Structures et arrangements

Le modèle Jimmy Shand

En abordant le choix du répertoire de Son ha Koroll, nous avons pu nous rendre compte de l’étendue de la copie – voire du plagiat – opérée par Pierre-Yves Moign en ce qui concerne la musique écossaise. Nous n’avons pu vérifier si des droits ont été versés par Barclay à la maison Parlophone qui a produit les disques de Jimmy Shand. Ce serait une erreur d’y voir une simple facilité de la part d’un jeune homme en manque d’inspiration : le plagiat bien avéré semble ici parfaitement assumé, l’emprunt stylistique au monde anglo-saxon participant à un processus d’imprégnation, de sorte que ces jeunes musiciens tout juste sortis du conservatoire et qui n’avaient pas cette culture musicale se forgent un modèle pour construire un répertoire « celtique ».

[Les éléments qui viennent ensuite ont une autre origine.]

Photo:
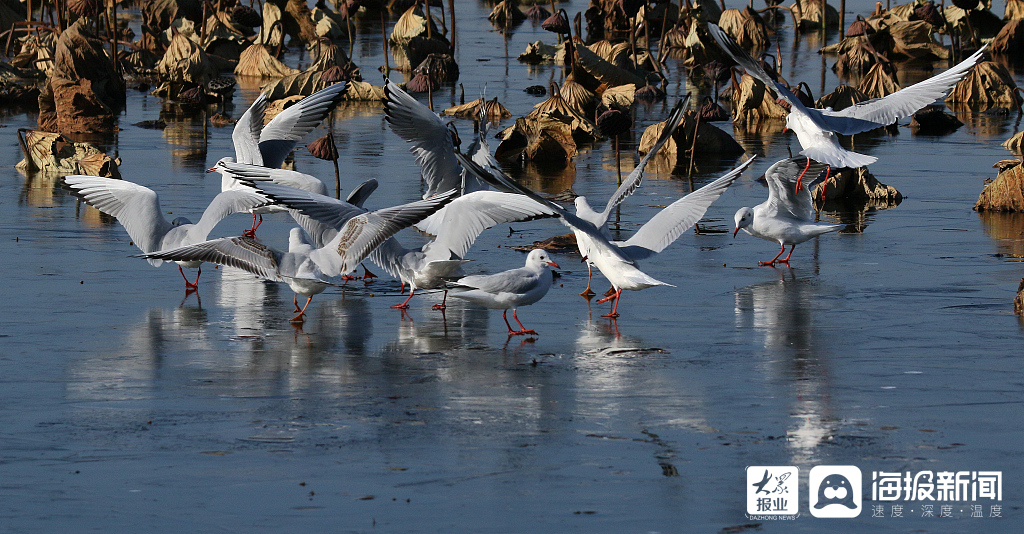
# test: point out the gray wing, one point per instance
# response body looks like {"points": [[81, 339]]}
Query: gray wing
{"points": [[666, 227], [280, 135], [281, 176], [513, 281], [224, 204], [245, 136], [364, 233], [135, 207], [783, 199], [240, 252], [751, 66], [358, 196], [430, 138], [632, 181], [901, 104], [320, 215], [470, 214], [502, 181]]}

Pourtant, ce qui frappe dans ces enregistrements, c’est la différence de traitement des airs provenant d’outre-Manche et des airs bretons. Si les premiers sont toujours joués par la violoniste, doublée à l’accordéon, et sur les Gigues Irlandaises à la flûte, les airs bretons sont en revanche uniquement joués à deux accordéons, à la manière des sonneurs de tradition. C’est probablement le signe que Moign a préféré privilégier les canons stylistiques des deux traditions pour les démarquer à l’intérieur d’un même orchestre, cette tentative de fusion n’ayant pas été menée jusqu’à son terme. Comme nous l’avons dit, aucune source ne nous permet de savoir qui tient le rôle de la flûte piccolo ni le deuxième accordéon, nous ne savons donc pas si c’est Paul Boucher – qui était multi-instrumentiste – qui jouait la flûte, si la violoniste pouvait jouer le deuxième accordéon pour les airs bretons, ou bien si des musiciens supplémentaires avaient été invités lors les séances de studio.

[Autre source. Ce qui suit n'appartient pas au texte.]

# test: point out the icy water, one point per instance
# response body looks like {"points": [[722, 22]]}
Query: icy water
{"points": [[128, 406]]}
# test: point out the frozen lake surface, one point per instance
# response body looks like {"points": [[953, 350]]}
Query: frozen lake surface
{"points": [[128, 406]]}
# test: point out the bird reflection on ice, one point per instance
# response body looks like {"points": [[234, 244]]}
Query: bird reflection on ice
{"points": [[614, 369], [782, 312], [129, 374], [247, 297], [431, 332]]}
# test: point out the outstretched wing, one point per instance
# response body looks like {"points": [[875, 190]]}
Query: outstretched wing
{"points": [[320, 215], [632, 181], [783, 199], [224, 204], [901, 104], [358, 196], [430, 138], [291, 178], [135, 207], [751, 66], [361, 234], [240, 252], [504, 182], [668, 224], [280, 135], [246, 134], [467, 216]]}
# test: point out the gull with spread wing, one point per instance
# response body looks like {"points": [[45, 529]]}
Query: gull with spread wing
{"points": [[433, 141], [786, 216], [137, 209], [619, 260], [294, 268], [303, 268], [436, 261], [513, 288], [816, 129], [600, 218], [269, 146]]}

Un excellent exemple du travail de Son ha Koroll quant au relevé quasi-parfait des morceaux de Jimmy Shand peut être pris dans le titre Machine Without Horses qui débute la face B du 45 tours. La structure du morceau en est un exact relevé: une introduction par un accord de sol majeur sur deux temps, un temps de silence, puis l’anacrouse du premier thème. Le nombre d’expositions des thèmes est également le même, le premier thème est joué une fois, le deuxième deux fois ainsi que le troisième, enfin le morceau se conclut sur le retour au premier, joué deux fois. Tous sont joués à l’unisson accordéon-violon. L’accompagnement conserve lui aussi parfaitement la forme du modèle écossais, avec piano, contrebasse et caisse claire. Le plus frappant est ici l’exactitude du relevé de la grille d’accords pour chaque thème. On pourra se référer au relevé de structure présenté en annexe pour s’en convaincre, l’orchestre ne s’est pas laissé la moindre liberté par rapport à l’original, hormis Pierre-Yves Moign qui se laisse aller à un jeu de piano un peu plus sautillant sur le deuxième thème.